狱卒说,“那就是屈服。"
要花多长时间才能让这个傻瓜相信带土已经降服了?
“你必须接受这种命运,因为这就是你现在所拥有的一切。当然,你可以反抗,并再次遭受折磨,但你也可以服从。服从,你就能过上轻松的生活。住所和食物,被高级猎人觊觎,只是以一些自由为代价。"
多么美好的梦想,如果带土再崩溃一点,也许他会接受这些话,但狱卒应该把那句话留给一个比他弱小的人。
像往常一样,他慢慢地移动着,拿出一个水瓶,把它推到桌子对面的带土面前。他警惕地盯着它。
“你肯定已经很久没有淡水了,”他指着它,“喝吧。"
如果拒绝,那将是一种令人满意的胜利尊严的展示,但带土已经厌倦了偶尔喝一口那种臭水,所以他拧开盖子,喝掉了整瓶水。
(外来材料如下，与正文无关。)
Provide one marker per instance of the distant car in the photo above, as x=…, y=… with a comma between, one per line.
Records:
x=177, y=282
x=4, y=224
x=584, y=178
不管有什么不可告人的动机,至少他喉咙里咕噜咕噜的干燥现在已经缓解了一点。
当时他没有袖口,没有项圈,根本没有束缚。他过去和未来的自己都会回头看着他,感叹他没有束缚,选择坐下来服从。他现在消瘦的自己很少考虑这一点。
“信不信由你,”狱卒轻声说,“我宁愿看到你死去,在对你做了这么辛苦的工作之后。而且你知道不死在这里的最好方法,因为你还活着。"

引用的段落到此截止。